En effet, Kunti détenait un secret. Avant son mariage, elle reçut d’un sage la bénédiction de faire apparaître devant elle, grâce à un mantra, le dieu qu’elle souhaitait. Naturellement, et sans trop y croire, un jour, elle essaya son efficacité. Puisqu'elle avait invoqué Surya, le dieu du Soleil, il se présenta à elle. Elle ne réalisait pas qu’une telle invocation, comme le lui apprendra Surya, surtout venant d’une aussi jolie fille, avait pour implication une relation sexuelle ; c’était pour cette raison qu’il se présentait à elle. Scandalisée, Kunti refusa catégoriquement, prétextant l'impossibilité, par la suite, de trouver un mari. Surya la rassura : les dieux ne procréent pas comme les humains ; elle aura un enfant sans les marques de l’accouplement ; elle restera vierge.

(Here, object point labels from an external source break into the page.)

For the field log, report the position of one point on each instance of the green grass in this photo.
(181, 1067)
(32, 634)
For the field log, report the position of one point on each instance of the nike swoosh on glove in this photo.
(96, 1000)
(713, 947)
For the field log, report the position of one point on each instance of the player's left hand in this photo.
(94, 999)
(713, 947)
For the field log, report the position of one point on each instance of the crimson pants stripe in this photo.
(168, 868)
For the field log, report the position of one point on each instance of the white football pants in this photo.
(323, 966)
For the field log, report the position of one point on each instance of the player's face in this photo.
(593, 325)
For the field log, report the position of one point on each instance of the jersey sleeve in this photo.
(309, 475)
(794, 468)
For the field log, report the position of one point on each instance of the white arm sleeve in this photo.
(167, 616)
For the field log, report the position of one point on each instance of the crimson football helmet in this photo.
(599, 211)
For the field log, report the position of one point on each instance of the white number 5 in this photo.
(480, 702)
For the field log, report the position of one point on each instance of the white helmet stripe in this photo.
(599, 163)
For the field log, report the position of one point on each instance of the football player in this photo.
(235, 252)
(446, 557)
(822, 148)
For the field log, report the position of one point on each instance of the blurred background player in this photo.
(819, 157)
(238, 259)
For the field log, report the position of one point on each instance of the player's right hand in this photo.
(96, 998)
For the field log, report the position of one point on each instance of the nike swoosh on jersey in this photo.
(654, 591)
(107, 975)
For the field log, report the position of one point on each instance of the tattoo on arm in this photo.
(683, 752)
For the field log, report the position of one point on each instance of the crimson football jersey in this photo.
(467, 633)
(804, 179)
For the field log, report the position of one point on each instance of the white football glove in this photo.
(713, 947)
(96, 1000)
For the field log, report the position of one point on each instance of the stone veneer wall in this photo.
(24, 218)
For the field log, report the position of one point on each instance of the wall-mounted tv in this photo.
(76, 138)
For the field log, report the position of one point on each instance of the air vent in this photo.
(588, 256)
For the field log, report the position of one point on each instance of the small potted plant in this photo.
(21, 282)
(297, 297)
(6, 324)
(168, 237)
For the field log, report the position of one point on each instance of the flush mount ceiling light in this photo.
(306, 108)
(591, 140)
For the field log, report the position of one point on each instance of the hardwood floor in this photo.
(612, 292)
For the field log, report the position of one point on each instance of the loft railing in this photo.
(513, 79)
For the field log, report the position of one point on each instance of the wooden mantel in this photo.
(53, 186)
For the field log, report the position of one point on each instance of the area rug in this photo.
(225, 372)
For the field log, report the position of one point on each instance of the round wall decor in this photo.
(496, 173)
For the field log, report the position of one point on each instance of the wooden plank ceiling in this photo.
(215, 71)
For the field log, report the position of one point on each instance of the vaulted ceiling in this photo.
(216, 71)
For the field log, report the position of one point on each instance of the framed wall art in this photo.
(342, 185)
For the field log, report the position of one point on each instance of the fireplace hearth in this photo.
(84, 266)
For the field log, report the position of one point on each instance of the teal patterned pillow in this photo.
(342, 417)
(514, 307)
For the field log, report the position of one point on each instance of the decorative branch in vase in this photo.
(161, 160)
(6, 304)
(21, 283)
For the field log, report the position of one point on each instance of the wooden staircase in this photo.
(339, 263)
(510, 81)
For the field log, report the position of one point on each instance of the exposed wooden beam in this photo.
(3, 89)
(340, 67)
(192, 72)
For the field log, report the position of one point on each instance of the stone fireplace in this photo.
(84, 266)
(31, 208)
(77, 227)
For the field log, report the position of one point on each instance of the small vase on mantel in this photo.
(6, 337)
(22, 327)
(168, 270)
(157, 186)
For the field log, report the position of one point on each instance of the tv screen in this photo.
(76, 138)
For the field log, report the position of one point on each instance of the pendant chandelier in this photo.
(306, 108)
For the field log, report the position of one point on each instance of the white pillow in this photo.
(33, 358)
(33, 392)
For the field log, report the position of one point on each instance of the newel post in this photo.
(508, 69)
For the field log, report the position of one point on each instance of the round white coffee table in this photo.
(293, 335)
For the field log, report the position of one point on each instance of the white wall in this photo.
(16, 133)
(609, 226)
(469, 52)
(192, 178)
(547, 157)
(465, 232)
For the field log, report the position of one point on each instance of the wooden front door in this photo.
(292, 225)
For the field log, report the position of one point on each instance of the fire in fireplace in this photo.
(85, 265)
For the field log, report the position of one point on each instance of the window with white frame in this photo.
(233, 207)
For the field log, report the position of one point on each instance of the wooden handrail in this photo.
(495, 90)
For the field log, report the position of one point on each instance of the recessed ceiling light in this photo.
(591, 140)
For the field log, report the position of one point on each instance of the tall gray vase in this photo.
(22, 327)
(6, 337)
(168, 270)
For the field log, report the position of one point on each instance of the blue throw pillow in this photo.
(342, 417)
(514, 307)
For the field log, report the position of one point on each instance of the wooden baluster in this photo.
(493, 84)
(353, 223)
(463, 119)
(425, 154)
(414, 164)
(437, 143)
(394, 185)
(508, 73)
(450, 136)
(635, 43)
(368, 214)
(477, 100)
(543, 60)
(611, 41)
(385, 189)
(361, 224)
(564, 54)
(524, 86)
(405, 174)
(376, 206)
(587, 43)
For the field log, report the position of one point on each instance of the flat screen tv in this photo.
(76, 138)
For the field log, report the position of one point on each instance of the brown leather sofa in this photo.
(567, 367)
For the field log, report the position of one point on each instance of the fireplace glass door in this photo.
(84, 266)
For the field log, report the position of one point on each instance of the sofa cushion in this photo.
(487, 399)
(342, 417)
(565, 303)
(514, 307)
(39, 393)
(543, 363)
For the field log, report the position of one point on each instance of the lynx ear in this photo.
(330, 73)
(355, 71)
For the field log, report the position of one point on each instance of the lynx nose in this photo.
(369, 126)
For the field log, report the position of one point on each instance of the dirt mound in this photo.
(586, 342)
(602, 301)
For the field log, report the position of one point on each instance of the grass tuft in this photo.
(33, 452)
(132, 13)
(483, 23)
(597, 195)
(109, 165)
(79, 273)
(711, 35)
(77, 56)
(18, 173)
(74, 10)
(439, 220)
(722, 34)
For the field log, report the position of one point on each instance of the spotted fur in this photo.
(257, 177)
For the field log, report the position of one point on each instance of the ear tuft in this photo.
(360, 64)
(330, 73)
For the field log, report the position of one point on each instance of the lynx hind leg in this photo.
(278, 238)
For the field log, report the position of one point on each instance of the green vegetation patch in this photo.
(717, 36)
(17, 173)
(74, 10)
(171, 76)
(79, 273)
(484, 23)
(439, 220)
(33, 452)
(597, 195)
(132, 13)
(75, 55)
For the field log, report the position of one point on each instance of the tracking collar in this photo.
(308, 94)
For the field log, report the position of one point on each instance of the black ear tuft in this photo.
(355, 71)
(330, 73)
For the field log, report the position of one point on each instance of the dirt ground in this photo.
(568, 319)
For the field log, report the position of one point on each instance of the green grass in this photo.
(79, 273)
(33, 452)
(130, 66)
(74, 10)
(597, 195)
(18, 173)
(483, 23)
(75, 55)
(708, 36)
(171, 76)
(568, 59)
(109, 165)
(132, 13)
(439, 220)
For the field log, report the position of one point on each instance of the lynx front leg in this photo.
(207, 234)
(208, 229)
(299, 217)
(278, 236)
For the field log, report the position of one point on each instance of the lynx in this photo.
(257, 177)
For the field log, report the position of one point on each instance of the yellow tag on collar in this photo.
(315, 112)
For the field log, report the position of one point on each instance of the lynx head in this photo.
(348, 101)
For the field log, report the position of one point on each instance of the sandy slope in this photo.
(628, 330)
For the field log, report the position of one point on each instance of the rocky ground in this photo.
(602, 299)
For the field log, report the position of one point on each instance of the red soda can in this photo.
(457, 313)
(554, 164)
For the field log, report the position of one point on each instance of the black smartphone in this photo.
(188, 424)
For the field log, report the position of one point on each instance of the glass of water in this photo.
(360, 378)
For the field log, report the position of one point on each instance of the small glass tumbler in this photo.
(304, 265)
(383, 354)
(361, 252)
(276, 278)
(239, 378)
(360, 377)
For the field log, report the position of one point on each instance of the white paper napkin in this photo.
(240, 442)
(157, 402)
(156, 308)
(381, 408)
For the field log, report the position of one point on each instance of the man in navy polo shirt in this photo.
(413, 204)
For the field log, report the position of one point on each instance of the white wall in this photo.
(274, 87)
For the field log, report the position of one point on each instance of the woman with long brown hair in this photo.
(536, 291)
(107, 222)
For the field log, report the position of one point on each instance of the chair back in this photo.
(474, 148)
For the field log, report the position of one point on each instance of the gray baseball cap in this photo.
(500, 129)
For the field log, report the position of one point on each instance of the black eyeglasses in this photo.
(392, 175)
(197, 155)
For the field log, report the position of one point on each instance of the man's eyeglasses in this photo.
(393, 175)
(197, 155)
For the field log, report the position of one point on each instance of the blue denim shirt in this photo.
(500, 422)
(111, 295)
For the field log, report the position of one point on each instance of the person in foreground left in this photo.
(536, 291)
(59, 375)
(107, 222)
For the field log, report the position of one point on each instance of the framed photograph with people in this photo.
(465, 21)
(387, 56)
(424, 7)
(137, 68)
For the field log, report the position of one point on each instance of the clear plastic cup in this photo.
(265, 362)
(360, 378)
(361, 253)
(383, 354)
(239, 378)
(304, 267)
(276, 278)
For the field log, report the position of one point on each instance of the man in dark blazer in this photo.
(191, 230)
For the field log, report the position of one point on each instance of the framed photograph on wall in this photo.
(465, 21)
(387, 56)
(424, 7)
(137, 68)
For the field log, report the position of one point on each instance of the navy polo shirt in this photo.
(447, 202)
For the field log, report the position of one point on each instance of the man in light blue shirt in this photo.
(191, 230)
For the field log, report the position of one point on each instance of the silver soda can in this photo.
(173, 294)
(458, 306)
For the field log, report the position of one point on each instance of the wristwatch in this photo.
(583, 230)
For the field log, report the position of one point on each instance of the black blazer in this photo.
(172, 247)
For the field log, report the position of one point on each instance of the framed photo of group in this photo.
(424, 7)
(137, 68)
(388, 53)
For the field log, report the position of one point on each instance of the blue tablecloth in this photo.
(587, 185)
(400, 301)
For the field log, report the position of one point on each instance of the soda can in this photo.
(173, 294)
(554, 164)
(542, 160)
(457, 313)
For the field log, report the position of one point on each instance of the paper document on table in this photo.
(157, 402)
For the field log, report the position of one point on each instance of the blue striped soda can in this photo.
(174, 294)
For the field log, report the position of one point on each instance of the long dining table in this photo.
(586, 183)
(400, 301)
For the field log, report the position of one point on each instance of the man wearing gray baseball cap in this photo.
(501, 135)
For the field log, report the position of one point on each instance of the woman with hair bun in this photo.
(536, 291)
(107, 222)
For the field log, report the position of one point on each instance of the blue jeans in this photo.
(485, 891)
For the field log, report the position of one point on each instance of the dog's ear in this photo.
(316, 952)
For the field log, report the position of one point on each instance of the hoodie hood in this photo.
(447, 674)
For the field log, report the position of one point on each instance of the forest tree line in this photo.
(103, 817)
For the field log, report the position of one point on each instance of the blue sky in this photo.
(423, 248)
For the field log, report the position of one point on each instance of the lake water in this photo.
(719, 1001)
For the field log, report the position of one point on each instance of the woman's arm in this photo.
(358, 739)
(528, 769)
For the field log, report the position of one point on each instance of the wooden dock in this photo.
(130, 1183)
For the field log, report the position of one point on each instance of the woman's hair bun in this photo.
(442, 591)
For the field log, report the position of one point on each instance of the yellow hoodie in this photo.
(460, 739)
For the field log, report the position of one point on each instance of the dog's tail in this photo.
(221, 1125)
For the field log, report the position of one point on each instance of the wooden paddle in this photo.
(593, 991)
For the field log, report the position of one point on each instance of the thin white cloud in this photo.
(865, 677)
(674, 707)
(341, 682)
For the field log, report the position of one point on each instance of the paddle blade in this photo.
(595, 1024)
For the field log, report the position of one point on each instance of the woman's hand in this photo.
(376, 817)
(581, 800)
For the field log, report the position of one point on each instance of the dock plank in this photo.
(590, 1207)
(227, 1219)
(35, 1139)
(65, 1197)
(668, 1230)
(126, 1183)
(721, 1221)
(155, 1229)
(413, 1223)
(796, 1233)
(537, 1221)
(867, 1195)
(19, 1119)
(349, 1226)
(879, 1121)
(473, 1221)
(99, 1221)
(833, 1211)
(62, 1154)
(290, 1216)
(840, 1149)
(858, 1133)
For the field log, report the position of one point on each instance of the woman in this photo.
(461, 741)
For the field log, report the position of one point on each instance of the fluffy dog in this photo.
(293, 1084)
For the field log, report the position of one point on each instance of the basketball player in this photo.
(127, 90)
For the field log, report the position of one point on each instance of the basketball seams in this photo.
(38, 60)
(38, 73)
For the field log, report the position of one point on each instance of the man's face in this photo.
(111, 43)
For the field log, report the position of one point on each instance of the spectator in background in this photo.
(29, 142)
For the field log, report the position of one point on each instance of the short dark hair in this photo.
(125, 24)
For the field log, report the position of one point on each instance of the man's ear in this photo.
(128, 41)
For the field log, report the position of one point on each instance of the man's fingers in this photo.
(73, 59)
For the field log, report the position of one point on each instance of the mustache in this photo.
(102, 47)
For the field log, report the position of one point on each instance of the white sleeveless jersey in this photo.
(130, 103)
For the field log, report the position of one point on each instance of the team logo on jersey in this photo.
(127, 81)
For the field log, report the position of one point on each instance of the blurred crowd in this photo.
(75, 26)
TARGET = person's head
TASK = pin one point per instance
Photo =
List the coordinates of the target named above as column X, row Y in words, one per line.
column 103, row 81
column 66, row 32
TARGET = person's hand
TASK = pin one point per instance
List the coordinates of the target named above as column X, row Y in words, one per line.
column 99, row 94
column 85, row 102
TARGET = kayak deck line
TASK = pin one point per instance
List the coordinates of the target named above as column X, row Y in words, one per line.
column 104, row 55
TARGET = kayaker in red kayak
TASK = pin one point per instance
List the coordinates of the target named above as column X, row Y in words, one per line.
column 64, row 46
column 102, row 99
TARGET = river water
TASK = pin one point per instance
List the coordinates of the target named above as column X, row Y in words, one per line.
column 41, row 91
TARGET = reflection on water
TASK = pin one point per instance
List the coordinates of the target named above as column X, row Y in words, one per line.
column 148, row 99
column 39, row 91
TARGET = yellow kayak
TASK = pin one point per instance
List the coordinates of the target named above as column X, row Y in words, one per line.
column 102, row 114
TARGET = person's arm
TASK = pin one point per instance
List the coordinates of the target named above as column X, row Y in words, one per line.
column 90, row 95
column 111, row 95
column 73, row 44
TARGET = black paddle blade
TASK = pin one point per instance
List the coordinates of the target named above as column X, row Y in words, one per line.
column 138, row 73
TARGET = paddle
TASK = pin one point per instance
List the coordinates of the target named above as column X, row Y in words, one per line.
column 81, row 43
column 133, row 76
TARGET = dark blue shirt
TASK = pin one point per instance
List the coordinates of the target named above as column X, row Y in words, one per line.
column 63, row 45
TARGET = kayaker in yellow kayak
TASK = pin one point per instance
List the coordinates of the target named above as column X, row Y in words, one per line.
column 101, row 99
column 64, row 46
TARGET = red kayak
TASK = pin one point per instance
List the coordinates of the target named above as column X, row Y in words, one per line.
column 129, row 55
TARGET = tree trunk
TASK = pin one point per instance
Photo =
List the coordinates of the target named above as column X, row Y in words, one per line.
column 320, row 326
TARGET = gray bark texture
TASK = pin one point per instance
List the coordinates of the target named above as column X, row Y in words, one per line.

Ainsi, son premier fils, Karna, naquit. Confuse, elle l’abandonna. comment aurait-elle pu expliquer cette aventure sans encourir le scepticisme de la part de sa famille et du peuple ? Rapidement, elle le plaça dans une corbeille et pria pour que le courant de la rivière l'emporte vers un lieu qui lui portera bonheur. L’enfant possédait à la naissance des caractéristiques surnaturelles, il était sorti de son sein avec des parures sur le corps, tels que boucles d'oreilles et bracelets. Ces atouts naturels le rendraient tout puissant et prouvaient son origine divine. Grâce à ces ornements, et les bijoux qu'elle plaça, en plus, dans le panier, pour dédommager celui qui l'adoptera, un jour, pensa-t-elle, elle le retrouvera.

Avec une vidéo sur la vie de Karna, en anglais, seulement.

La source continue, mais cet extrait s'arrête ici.